As-tu un rituel d'écriture?

J’ai des méthodes que j’ai développé avec le temps, comme quand j’ai une idée de toujours l’enregistrer sur mon téléphone. D’ailleurs quand j’étais à Vancouver pour Pacifique en Chanson au mois de novembre l’an dernier, je marchais dans les rues et j’avais un air en tête. J'aimais ce que j’entendais, alors je l’ai enregistré. Puis finalement c’est l’air de la chanson de l’AFKO!

Ce que j’aimerais développer, ce serait d'écrire une chanson tous les jours. Écrire, écrire, écrire. Puis de la quantité vient la qualité. Parce que si tu écris 365 chansons dans une année, il y en a au moins 6-7 qui doivent être bonnes!

Avant, toutes les chansons que j’écrivais venaient comme de manière automatique, comme canalisées de je-ne-sais-pas-où! Mais ce n'est pas réaliste de penser que toutes les chansons viennent comme ça. Ça prend du travail tout ça.

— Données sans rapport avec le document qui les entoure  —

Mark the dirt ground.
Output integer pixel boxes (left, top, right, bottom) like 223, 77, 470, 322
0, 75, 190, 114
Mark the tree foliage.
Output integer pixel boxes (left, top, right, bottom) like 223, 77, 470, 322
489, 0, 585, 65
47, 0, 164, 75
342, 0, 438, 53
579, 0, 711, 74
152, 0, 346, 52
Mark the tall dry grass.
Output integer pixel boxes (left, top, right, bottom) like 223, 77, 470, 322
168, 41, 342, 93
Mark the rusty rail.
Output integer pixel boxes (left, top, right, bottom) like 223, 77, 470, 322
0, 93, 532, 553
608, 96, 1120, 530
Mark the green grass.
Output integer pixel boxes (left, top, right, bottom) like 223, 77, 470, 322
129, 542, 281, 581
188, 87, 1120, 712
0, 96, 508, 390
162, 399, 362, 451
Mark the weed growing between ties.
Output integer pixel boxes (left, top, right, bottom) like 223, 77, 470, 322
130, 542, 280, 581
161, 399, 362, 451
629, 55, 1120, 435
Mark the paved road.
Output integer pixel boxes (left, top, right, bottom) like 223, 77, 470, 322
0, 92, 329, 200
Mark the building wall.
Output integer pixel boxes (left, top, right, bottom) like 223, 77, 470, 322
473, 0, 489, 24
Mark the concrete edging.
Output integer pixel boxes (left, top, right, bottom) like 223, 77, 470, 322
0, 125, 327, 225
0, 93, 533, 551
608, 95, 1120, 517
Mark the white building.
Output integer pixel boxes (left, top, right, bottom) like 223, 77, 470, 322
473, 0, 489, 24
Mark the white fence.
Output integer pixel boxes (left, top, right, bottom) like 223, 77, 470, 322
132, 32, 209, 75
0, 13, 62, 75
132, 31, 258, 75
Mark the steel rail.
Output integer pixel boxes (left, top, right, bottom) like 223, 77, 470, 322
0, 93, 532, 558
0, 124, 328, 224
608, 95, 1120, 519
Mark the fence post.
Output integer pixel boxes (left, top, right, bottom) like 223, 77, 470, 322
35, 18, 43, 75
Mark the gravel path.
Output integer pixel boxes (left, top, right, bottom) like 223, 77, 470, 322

Puis dernièrement, j'ai découvert un auteur-compositeur-interprète, Graham English, qui a développé une méthode en 7 étapes pour écrire une chanson (ref.: speedsongwriting) Puis je trouve ça juste le fun d’avoir une recette. Je suis quelqu’un qui aime beaucoup les processus, puis j’aime les méthodologies, j’aime quand il y a une recette. Je veux apprendre cette méthode par cœur puis après ça jouer avec, parce que je ne veux pas tout le temps écrire le même genre de chansons. Mais au moins quand j’arrive pour écrire une chanson j’ai une direction, et après ça je peux bifurquer.